Dirk is a top 5 player in the game. Nash made the all star team. Fin should of been, but anyways will probably play forthe USA. if pierce had finley and nowitzki on his team and played in the western conference, whould he be better than nash or nowitzki? the same with marion. 
This team has the best chemistry than any team in the history of the NBA. Any of the big 4 can score 35 points any given night, but instead they choose to be a team instead of a bunch of iversons and Mcgradys. We're talkng about three guys who can all be in the top 15 players list if played on seperate teams, but are still top 25 because they choseto be a team.
This is an easy Question Nash, Finley, Nowitzki.


----------



## Lakers_32_4ever (Dec 30, 2002)

ooh... guess what i just noticed... finley was traded in exchange for jason kidd.. and by th way... NVE wouldnt likely be a mav with this three some...


KIDD-PIERCE-MARION

AWESOME!!

Chemistry would be fine too. Marion is a role player superstar, Kidd controls the offense and doesnt run it around crazily and doesnt take too many shots, and Pierce could be the hands down scorer and creator for this team. All these guys are also very intense competitors and could be much better. Run and gun style could exist, and so could traditional solid basketball so as to create a team that could match up with any other team on any night without problem, because all it would require is a shift of game plan.


----------



## Lakers_32_4ever (Dec 30, 2002)

Plus these guys could all still be top 15 players on one team.
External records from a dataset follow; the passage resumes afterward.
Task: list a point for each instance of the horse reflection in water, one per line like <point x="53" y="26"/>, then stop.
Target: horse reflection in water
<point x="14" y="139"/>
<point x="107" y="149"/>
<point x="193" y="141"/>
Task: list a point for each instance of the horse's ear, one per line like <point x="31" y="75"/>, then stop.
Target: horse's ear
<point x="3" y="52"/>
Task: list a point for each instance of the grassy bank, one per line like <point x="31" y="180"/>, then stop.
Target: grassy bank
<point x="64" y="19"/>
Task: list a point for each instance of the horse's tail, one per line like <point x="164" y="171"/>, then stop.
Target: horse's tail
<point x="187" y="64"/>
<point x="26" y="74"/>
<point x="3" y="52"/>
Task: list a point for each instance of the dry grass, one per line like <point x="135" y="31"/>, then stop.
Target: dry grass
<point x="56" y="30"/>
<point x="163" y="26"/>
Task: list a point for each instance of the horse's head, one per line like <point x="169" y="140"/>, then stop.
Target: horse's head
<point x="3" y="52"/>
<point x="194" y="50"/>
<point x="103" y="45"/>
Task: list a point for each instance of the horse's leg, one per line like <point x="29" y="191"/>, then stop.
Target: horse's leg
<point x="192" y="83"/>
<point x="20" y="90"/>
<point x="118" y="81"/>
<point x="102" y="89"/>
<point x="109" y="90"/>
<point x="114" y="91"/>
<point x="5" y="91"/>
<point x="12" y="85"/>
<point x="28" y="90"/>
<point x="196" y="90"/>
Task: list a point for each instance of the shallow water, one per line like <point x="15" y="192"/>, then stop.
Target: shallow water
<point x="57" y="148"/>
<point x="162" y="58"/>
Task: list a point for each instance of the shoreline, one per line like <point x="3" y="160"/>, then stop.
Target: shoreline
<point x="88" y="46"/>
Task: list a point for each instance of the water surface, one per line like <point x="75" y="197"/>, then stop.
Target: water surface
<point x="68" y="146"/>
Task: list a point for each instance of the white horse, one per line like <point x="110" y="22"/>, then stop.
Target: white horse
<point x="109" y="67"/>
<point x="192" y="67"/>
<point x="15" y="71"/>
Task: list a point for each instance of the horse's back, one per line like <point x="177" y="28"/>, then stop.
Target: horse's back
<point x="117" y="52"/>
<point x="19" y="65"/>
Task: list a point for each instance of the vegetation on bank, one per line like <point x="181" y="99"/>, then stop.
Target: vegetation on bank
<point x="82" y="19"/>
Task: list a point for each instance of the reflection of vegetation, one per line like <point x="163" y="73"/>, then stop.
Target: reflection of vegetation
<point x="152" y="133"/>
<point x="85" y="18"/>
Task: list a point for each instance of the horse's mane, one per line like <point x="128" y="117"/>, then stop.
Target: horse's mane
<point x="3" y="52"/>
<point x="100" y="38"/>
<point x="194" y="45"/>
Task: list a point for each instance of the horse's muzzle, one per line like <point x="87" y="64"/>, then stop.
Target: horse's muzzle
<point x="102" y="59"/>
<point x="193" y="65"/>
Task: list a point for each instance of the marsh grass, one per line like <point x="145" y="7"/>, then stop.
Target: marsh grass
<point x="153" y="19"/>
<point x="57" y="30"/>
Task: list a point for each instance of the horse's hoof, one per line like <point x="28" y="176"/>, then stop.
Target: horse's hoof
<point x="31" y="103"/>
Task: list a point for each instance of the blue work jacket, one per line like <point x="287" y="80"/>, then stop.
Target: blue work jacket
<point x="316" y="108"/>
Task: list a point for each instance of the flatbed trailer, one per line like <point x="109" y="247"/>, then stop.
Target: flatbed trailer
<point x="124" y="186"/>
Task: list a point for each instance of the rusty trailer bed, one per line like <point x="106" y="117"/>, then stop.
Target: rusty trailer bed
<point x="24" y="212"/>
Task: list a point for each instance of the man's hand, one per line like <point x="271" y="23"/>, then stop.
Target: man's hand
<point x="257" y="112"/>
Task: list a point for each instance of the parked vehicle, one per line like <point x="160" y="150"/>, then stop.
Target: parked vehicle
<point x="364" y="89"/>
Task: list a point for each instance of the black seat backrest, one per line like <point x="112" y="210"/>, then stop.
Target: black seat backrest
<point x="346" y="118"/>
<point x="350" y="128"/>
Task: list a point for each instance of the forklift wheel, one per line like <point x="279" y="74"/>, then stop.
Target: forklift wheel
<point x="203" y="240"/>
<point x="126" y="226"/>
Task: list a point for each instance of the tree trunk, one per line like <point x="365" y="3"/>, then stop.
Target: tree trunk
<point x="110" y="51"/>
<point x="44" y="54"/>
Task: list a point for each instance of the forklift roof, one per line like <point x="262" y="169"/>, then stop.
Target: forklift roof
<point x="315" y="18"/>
Nash would never approach top 15, if not for his teammates.

Dirk is top 10 no doubt...
but fInley would only be top 20, not top 15 on other teams. hE could be the best on his team, but not the top 15.
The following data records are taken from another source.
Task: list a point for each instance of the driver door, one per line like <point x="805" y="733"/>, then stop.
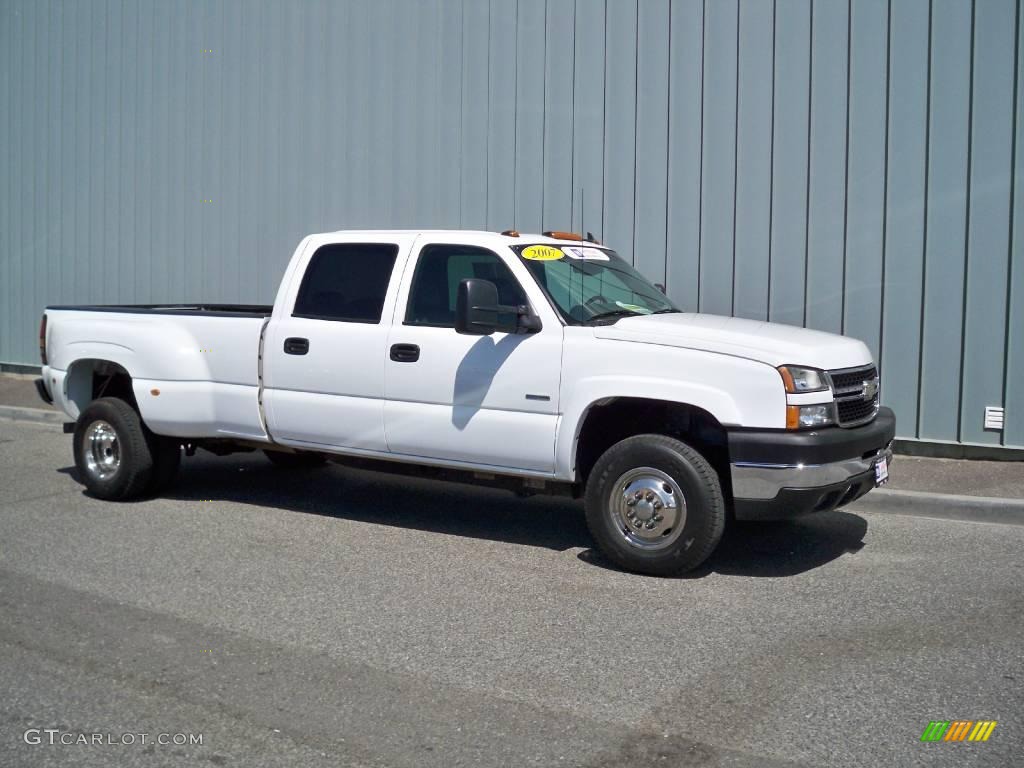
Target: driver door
<point x="489" y="400"/>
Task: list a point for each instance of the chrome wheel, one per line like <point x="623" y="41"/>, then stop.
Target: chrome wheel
<point x="647" y="508"/>
<point x="102" y="455"/>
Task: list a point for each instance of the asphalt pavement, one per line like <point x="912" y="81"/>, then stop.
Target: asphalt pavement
<point x="340" y="617"/>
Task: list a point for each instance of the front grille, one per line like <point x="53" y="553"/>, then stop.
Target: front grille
<point x="855" y="400"/>
<point x="852" y="411"/>
<point x="853" y="378"/>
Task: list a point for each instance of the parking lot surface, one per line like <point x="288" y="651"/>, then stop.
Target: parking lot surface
<point x="343" y="617"/>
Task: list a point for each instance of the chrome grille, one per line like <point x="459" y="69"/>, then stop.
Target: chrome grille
<point x="856" y="391"/>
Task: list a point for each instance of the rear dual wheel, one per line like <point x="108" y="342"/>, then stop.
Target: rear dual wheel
<point x="118" y="458"/>
<point x="654" y="505"/>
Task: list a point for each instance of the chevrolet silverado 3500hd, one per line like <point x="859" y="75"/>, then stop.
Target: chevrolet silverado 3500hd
<point x="544" y="364"/>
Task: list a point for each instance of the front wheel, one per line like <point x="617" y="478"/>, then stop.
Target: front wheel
<point x="654" y="505"/>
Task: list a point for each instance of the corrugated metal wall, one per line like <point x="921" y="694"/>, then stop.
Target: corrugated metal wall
<point x="847" y="166"/>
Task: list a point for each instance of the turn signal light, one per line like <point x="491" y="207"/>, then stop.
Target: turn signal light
<point x="793" y="417"/>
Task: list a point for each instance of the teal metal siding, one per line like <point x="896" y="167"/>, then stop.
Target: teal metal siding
<point x="849" y="166"/>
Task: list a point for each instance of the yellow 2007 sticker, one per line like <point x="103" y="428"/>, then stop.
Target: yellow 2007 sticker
<point x="542" y="253"/>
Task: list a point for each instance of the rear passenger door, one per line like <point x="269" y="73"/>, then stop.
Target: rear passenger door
<point x="325" y="349"/>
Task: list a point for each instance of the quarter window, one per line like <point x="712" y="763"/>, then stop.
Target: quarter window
<point x="346" y="282"/>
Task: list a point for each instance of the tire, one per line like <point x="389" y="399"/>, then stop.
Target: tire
<point x="295" y="461"/>
<point x="660" y="469"/>
<point x="166" y="461"/>
<point x="114" y="450"/>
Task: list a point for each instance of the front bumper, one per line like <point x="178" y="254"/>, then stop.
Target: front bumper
<point x="43" y="392"/>
<point x="782" y="474"/>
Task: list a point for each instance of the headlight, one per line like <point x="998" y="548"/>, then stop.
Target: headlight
<point x="799" y="380"/>
<point x="806" y="417"/>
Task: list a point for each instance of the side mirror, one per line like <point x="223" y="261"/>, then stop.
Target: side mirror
<point x="478" y="313"/>
<point x="476" y="307"/>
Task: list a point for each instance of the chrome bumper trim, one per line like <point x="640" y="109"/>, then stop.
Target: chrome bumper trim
<point x="763" y="481"/>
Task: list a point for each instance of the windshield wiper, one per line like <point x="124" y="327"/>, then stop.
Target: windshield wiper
<point x="612" y="313"/>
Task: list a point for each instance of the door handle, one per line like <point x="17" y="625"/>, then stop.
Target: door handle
<point x="295" y="345"/>
<point x="404" y="352"/>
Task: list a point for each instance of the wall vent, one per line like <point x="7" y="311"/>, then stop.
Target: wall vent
<point x="993" y="417"/>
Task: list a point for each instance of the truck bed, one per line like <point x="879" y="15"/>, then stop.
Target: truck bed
<point x="231" y="310"/>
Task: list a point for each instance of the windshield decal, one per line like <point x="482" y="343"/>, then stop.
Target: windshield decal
<point x="542" y="253"/>
<point x="583" y="252"/>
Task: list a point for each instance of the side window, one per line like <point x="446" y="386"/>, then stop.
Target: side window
<point x="346" y="282"/>
<point x="439" y="270"/>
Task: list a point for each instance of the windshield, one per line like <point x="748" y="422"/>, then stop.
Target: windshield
<point x="591" y="285"/>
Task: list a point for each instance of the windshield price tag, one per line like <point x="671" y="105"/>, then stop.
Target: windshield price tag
<point x="582" y="252"/>
<point x="542" y="253"/>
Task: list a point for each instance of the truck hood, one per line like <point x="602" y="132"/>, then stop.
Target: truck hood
<point x="767" y="342"/>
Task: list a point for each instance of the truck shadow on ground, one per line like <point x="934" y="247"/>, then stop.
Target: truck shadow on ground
<point x="768" y="549"/>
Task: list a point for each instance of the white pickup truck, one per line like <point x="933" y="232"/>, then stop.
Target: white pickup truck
<point x="543" y="364"/>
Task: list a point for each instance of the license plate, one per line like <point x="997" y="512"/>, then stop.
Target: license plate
<point x="881" y="471"/>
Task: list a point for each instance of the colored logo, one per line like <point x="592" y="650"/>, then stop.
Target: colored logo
<point x="958" y="730"/>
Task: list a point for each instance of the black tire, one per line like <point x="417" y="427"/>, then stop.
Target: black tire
<point x="666" y="550"/>
<point x="301" y="460"/>
<point x="166" y="461"/>
<point x="131" y="450"/>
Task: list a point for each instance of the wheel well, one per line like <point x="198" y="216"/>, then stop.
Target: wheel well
<point x="91" y="379"/>
<point x="619" y="418"/>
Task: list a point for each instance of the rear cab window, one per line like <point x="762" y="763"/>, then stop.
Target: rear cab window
<point x="346" y="282"/>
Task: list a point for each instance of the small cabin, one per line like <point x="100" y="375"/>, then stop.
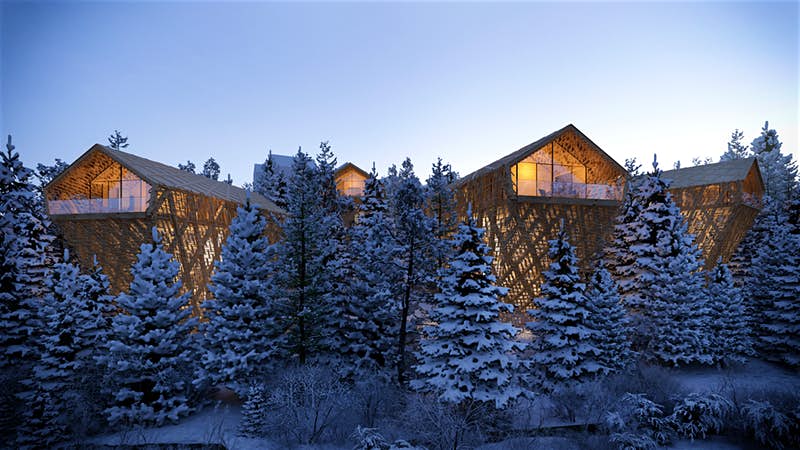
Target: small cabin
<point x="106" y="202"/>
<point x="350" y="180"/>
<point x="522" y="198"/>
<point x="720" y="203"/>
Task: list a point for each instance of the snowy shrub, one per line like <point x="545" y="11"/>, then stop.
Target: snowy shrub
<point x="368" y="439"/>
<point x="635" y="414"/>
<point x="440" y="425"/>
<point x="305" y="404"/>
<point x="771" y="427"/>
<point x="700" y="414"/>
<point x="254" y="413"/>
<point x="632" y="441"/>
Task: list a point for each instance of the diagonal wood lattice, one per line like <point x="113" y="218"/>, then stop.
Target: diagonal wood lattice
<point x="719" y="202"/>
<point x="192" y="214"/>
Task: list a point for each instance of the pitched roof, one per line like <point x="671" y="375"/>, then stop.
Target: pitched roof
<point x="522" y="153"/>
<point x="156" y="173"/>
<point x="721" y="172"/>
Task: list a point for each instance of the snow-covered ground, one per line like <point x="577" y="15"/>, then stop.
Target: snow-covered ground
<point x="218" y="425"/>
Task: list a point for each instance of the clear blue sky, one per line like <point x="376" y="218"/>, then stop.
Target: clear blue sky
<point x="469" y="82"/>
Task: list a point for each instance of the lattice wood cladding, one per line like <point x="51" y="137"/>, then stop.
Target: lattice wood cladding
<point x="194" y="225"/>
<point x="518" y="227"/>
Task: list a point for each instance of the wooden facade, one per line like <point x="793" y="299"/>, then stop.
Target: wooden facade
<point x="521" y="199"/>
<point x="720" y="203"/>
<point x="107" y="201"/>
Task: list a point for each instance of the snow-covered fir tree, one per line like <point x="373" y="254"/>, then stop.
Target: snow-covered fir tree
<point x="413" y="252"/>
<point x="728" y="324"/>
<point x="736" y="150"/>
<point x="301" y="277"/>
<point x="469" y="353"/>
<point x="608" y="319"/>
<point x="237" y="343"/>
<point x="116" y="141"/>
<point x="211" y="169"/>
<point x="563" y="347"/>
<point x="271" y="182"/>
<point x="778" y="171"/>
<point x="774" y="287"/>
<point x="150" y="348"/>
<point x="366" y="321"/>
<point x="441" y="206"/>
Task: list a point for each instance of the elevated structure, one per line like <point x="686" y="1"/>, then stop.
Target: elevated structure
<point x="106" y="202"/>
<point x="522" y="198"/>
<point x="720" y="203"/>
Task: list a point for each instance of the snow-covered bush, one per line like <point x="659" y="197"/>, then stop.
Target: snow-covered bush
<point x="635" y="415"/>
<point x="254" y="413"/>
<point x="771" y="427"/>
<point x="306" y="404"/>
<point x="700" y="414"/>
pLus, with this trio, you could still have three top 15 players on a team.

heck, the lakers have two top 5 plavers.. so why not three top 15?
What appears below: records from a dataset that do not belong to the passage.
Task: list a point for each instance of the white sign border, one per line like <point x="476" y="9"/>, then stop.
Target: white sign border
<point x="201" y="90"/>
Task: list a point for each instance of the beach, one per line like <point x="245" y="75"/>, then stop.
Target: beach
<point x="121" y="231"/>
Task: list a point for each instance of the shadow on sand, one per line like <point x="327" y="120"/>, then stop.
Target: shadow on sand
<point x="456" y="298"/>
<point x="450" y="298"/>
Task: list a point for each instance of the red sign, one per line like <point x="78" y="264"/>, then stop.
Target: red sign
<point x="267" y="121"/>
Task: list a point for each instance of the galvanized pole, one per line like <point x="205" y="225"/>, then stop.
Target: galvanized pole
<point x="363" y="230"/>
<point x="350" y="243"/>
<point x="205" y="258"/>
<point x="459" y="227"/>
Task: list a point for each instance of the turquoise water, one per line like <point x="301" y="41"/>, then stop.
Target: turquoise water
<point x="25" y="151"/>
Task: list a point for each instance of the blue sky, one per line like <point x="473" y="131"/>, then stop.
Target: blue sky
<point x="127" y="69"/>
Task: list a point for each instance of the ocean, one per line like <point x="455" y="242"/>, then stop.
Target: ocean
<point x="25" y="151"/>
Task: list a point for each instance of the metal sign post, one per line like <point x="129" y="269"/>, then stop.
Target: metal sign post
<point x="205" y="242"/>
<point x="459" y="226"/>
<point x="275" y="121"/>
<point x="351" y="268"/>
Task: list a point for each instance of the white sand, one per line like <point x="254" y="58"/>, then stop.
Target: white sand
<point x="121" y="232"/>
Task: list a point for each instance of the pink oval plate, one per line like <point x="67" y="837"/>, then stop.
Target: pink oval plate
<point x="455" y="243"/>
I personally think, the kidd-pierce-marion could beat finley-nash-nowitzki, if they got the same amount of time to play together as a team


----------



## LionOfJudah (May 27, 2003)

> Originally posted by <b>Lakers_32_4ever</b>!
> ooh... guess what i just noticed... finley was traded in exchange for jason kidd.. and by th way... NVE wouldnt likely be a mav with this three some...
> 
> 
> ...


I was pissed when they traded Kidd for Fin. 
I didn't watch a Mavs game for a while after that.


----------



## Lakers_32_4ever (Dec 30, 2002)

yea, but man... i think that that threesome kills nash, fin, dirk

and it also kills the old big three of kidd, mash, jackson


----------



## italianBBlover (Mar 5, 2003)

I remember when Dirk was coming to Milan ... but then Dallas "stole" him from the northern italian franchise  

The coach of Milan in 1999, Paolo Crespi, was the discoverer of Nowitzki.


----------